At conferences in my professional field, the number two topic of conversation over beers is how poorly funded scientific research is in the United States right now. The number one topic of conversation is complaining about our reviewing loads. Reviewing papers is one of the constant burdens in academia, but you don’t want to say no to a request to review, as being invited to review papers is one of the things that marks your transition into a fully-functioning professional. So, we all have constant requests to review conference papers, journal articles, grants, book chapters, book proposals, books—on and on.
I have a paper to review for a French workshop, which led to me getting this email:
Voici un article à relire pour la JE ATALA Ethique et TAL. Vous avez jusqu’au 20 octobre pour m’envoyer votre retour (accepté ou non, avec un commentaire). Les articles ne sont pas anonymes, mais votre relecture le sera (vous êtes deux relecteurs par papiers).
First of all, Zipf’s Law brings us some vocabulary issues, as usual:
- relire: normally, this is to reread, read over, or to proofread. Here it is “review,” in the sense in which we use that word in academia—to read and provide an assessment.
- le retour: basically, return—but, in this case, it’s an event that is the argument of another event—pour m’envoyer votre retour.
- la relecture: normally, this is a rereading, proofreading/editing/revision, or a reinterpretation. In this case, it’s a review in the academic sense—your assessment of the submission.
- le relecteur: reviewer.
One of the fun things about today’s words is that they’re phonetically quite interesting. Note the high front rounded vowel in relecture and the mid front rounded vowel in relecteur, both of them before r—these are words that will basically be impossible for an American (like, say, me) to pronounce. Another fun point is that the e after the initial r in all of these words can be deleted in the spoken form (click through to WordReference.com for the transcriptions), leading to an initial rl cluster—if you think that the French r is tough for Americans to pronounce, try putting it in a consonant cluster!
Next, there are some grammatical issues:
- What is the function of the le in votre relecture le sera?
- Note the use of par to mean “per.” In a previous post, we looked at the use of par to mean “by”—here we have another sense.

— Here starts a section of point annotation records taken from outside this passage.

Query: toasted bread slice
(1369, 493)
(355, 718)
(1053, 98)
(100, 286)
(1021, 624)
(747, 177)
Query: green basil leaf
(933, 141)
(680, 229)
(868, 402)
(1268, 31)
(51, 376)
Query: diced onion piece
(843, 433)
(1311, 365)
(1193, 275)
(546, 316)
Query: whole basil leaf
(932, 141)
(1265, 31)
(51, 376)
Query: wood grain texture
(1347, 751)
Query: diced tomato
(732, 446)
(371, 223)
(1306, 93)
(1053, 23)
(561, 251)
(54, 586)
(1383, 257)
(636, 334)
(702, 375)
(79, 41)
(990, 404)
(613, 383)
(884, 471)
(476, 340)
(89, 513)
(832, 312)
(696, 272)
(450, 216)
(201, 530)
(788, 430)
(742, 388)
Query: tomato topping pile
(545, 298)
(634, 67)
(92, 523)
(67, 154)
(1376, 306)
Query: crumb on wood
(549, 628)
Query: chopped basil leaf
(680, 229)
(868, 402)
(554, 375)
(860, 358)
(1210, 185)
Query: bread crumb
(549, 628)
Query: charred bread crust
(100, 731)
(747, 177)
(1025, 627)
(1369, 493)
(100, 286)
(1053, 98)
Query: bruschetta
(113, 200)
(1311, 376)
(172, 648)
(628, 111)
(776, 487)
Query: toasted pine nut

You might be wondering how you could possibly review an article that’s not written in your native language. In fact, scientific papers are routinely reviewed by non-native speakers, at least in English. It’s the international language of science today, and many reviewers are not native speakers. Without these non-native-speaker reviewers, the system couldn’t possibly handle the strain of the amount of reviewing that needs to be done.